Ainsi le rôle du propriétaire consiste à mettre les laboureurs d’accord en les dépouillant tous… Ô raison ! ô justice ! ô science merveilleuse des économistes ! Le propriétaire, selon eux, est comme Perrin-Dandin, qui, appelé par deux voyageurs en dispute pour une huître, l’ouvre, la gruge et leur dit :

La cour vous donne à tous deux une écaille.


Était-il possible de dire plus de mal de la propriété ?

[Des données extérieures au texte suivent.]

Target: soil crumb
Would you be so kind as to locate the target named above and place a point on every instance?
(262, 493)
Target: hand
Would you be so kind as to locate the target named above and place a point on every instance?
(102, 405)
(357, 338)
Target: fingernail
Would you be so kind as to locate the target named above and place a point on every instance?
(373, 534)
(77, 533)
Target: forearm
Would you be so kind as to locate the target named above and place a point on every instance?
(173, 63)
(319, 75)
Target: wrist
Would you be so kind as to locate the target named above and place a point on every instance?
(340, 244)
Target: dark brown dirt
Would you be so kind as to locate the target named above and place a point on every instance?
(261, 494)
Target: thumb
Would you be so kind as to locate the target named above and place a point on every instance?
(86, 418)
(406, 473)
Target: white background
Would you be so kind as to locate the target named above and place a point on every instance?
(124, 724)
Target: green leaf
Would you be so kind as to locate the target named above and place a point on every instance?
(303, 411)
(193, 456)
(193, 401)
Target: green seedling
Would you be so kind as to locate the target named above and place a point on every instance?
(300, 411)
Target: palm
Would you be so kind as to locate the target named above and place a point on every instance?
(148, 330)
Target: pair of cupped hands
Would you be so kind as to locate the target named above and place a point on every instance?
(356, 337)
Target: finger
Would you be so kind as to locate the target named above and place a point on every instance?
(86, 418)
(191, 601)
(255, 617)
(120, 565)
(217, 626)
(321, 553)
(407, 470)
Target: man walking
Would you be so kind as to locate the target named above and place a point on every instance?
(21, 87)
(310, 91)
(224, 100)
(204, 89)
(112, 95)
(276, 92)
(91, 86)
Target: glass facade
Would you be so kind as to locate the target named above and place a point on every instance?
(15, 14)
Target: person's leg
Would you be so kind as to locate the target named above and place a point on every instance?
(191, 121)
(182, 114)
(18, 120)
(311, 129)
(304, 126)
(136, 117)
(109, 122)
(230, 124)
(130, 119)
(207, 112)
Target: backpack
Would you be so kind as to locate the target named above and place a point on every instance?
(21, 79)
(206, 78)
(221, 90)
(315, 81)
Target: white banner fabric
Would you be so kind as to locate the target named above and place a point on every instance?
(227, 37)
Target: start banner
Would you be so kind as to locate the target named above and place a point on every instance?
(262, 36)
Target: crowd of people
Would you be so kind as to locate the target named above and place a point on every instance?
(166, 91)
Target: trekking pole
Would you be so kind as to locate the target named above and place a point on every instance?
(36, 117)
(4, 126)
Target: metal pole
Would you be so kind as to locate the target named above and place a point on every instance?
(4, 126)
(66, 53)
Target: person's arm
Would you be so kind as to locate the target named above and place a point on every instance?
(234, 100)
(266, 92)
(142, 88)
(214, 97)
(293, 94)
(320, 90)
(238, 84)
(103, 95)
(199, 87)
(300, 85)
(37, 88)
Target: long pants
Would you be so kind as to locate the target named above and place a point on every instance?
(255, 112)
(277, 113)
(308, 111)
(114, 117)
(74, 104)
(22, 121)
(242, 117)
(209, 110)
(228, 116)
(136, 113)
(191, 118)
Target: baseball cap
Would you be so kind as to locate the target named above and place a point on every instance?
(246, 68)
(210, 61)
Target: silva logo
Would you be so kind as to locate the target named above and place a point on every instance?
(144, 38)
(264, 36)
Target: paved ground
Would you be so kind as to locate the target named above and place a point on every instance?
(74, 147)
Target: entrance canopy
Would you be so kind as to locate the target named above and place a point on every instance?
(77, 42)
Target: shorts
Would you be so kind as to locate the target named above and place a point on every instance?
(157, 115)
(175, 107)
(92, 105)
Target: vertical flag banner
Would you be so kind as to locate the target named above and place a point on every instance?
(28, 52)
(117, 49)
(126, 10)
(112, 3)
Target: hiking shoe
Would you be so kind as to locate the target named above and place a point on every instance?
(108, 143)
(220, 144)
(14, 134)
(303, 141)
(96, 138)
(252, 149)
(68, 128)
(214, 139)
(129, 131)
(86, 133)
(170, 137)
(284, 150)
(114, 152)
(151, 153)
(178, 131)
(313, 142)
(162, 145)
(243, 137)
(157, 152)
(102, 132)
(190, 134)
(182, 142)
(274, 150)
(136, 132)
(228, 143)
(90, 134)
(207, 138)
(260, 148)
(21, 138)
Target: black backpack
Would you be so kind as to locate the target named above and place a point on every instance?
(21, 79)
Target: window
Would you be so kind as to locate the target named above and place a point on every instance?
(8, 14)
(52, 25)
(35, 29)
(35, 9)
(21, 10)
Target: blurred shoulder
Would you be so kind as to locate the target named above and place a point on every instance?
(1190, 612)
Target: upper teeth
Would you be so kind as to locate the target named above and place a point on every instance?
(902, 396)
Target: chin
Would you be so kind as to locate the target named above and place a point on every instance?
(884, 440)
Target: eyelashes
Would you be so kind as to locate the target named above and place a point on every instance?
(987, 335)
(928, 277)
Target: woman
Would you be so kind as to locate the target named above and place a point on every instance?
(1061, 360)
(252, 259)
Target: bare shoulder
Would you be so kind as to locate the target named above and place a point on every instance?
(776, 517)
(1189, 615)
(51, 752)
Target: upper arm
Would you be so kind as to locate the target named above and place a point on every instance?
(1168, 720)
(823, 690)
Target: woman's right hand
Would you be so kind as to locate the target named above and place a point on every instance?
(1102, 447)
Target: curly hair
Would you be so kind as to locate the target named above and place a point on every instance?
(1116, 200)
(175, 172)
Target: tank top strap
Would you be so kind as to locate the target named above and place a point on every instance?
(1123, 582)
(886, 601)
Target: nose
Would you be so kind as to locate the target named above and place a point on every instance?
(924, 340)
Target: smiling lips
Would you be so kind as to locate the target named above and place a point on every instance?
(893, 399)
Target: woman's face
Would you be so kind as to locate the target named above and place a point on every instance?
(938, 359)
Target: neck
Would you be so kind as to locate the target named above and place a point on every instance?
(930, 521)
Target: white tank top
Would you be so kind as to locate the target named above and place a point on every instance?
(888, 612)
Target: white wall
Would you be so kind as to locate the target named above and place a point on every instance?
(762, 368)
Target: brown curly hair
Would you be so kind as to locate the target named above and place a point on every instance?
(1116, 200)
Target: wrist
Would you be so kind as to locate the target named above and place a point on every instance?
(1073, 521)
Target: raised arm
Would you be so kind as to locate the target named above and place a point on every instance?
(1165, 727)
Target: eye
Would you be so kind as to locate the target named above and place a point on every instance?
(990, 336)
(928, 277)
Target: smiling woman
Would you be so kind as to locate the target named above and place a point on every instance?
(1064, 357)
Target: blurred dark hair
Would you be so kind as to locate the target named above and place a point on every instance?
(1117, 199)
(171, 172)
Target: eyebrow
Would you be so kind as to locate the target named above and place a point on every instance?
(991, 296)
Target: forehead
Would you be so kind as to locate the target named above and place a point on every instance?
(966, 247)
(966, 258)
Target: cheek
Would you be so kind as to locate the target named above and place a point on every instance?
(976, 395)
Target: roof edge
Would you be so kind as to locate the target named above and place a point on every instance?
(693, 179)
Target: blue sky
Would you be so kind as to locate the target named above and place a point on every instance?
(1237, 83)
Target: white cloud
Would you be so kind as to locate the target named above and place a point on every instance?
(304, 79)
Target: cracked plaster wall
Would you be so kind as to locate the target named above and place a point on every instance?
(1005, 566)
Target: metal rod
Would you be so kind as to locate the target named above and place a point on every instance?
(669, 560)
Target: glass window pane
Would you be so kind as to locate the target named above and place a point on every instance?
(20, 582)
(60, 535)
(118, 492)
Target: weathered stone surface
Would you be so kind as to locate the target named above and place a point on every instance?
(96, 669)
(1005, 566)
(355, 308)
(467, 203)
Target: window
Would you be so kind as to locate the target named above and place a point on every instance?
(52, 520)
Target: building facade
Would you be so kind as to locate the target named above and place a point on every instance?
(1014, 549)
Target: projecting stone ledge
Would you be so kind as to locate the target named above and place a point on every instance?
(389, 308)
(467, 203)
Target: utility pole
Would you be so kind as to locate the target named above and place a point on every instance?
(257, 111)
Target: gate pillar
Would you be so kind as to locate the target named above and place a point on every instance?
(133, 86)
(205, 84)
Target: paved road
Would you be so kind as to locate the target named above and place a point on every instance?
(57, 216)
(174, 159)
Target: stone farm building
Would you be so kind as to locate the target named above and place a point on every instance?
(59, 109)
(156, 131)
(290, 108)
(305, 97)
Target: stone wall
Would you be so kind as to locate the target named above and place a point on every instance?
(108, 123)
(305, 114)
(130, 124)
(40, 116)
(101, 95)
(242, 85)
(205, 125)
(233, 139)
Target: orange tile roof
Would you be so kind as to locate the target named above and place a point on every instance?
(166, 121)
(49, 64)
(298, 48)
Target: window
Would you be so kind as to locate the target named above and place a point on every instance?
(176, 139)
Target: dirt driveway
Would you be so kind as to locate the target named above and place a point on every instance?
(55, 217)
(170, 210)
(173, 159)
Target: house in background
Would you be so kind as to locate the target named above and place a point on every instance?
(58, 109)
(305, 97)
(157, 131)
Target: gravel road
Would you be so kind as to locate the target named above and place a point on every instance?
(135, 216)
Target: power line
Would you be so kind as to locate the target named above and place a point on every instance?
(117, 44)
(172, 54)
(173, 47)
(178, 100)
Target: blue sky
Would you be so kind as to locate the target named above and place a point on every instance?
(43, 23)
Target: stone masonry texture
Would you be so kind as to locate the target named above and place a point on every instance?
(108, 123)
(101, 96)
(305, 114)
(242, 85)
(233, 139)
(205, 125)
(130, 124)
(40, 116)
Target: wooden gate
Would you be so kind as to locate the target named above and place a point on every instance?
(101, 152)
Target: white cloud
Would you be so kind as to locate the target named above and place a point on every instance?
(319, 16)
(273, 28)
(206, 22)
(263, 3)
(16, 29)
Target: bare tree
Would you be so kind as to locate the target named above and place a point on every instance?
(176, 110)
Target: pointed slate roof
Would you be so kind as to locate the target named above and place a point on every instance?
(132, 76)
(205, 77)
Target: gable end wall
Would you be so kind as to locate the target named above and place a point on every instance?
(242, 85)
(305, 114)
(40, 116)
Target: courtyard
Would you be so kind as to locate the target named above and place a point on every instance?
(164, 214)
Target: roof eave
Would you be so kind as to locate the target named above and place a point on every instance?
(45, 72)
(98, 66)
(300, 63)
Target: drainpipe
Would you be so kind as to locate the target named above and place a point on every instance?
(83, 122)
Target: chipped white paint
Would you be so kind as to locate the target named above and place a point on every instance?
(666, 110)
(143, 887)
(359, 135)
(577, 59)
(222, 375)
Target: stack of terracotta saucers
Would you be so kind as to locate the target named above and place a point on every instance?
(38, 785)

Say nous expliquerait-il comment les laboureurs qui, sans les propriétaires, se battraient entre eux pour la possession du sol, ne se battent pas aujourd’hui contre les propriétaires pour cette même possession ? C’est apparemment parce qu’ils les croient possesseurs légitimes, et que le respect d’un droit imaginaire l’emporte en eux sur la cupidité. J’ai prouvé au chapitre II que la possession sans la propriété suffit au maintien de l’ordre social : serait-il donc plus difficile d’accorder des possesseurs sans maîtres que des fermiers ayant propriétaires ? Des hommes de travail, qui respectent à leurs dépens le prétendu droit de l’oisif, violeraient-ils le droit naturel du producteur et de l’industriel ? Quoi ! si le colon perdait ses droits sur la terre du moment où il cesserait de l’occuper, il en deviendrait plus avide ! et l’impossibilité d’exiger une aubaine, de frapper une contribution sur le travail d’autrui, serait une source de querelles et de procès ! La logique des économistes est singulière. Mais nous ne sommes pas au bout. Admettons que le propriétaire est le maître légitime de la terre.

« La terre est un instrument de production, » disent-ils ; cela est vrai. Mais lorsque, changeant le substantif en qualificatif, ils opèrent cette conversion : « la terre est un instrument productif, » ils émettent une damnable erreur.